Almost thirty years ago, Lovejoy embarked on an ambitious ecological
experiment in the rain forest north of Manaus. He wanted to find
out what happened to a rain forest when it was broken up into fragments--the
leftovers of clearing--and how small a fragment could be and still
function. He speculated that a key theory of island bio-geography--namely,
that a small oceanic island can support fewer species than a larger
one--might apply to these "islands" of forest, surrounded
as they were by farms and cattle pastures.
After two decades of monitoring a sample of fragments ranging in
size from 2.5 to 250 acres, a group of ecologists assessed the
results. Lovejoy was right: In every one, the diversity of palm
trees, euglossine bees, butterflies, dung beetles, termites, birds,
and primates had declined. Pimm chaired that assessment and, afterwards,
wrote the report. By the time the results came out, it was no longer
controversial, he wrote, to say that small, isolated fragments
lose species. "Deforestation has provided many examples worldwide." But
what was new, and what would give added urgency to future conservation
efforts, was how quickly the losses were happening.
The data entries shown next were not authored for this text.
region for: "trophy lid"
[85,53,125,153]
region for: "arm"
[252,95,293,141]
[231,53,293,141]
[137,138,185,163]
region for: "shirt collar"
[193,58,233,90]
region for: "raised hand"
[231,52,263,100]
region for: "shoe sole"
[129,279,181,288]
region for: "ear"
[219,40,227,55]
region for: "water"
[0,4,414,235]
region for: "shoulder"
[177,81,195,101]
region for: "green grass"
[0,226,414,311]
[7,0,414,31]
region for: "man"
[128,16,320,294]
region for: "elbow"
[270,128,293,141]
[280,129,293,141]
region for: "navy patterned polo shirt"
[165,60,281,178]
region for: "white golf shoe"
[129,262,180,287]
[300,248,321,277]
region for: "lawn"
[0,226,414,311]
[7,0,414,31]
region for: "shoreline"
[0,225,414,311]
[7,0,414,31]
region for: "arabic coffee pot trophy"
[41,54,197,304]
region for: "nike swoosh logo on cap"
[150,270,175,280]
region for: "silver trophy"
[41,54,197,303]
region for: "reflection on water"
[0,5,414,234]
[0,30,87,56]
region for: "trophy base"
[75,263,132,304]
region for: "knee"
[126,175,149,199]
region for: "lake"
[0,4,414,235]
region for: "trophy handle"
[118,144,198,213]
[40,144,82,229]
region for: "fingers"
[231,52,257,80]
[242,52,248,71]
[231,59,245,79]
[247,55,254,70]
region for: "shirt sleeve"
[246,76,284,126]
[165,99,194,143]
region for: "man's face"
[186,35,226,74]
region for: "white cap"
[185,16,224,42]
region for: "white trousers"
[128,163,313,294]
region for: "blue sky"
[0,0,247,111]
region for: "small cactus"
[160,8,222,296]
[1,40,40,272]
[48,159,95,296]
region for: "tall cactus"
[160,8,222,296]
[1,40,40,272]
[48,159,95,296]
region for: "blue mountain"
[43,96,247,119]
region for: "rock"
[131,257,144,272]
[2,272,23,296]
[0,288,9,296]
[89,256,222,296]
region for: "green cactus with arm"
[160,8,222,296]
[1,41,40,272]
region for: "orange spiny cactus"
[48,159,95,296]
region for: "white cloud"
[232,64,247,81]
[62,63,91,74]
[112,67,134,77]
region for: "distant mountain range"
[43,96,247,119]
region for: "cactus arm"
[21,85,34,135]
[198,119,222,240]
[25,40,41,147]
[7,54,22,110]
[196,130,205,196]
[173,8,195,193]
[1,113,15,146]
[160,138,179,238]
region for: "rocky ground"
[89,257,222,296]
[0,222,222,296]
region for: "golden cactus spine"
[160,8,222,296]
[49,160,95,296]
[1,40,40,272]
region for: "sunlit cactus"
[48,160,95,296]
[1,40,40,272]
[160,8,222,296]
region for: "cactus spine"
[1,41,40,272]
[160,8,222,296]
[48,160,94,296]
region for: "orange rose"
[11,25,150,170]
Following that assessment, Lovejoy asked Pimm to help him with
the project. He needed people who could analyze the loads of data,
publish papers, and generate more science. And Pimm, he knew, had
the students for the job: smart, tough, young researchers with
experience in the field.
Kyle Van Houtan, a current member of Pimm's "family" of
graduate students, already had his field scars when he came to
pursue his Ph.D. under Pimm in 2002. As a master's candidate at
Stanford University, he'd studied parrots and macaws--curious for
their clay-eating habits--on a river in southeastern Peru. After
three months in a place locals called El Infierno (Hell), he noticed
a sore on his leg that wouldn't go away. A trip to the doctor revealed
Leishmaniasis, a potentially fatal disease spread by the bite of
the sand fly. The treatment was a month of chemotherapy.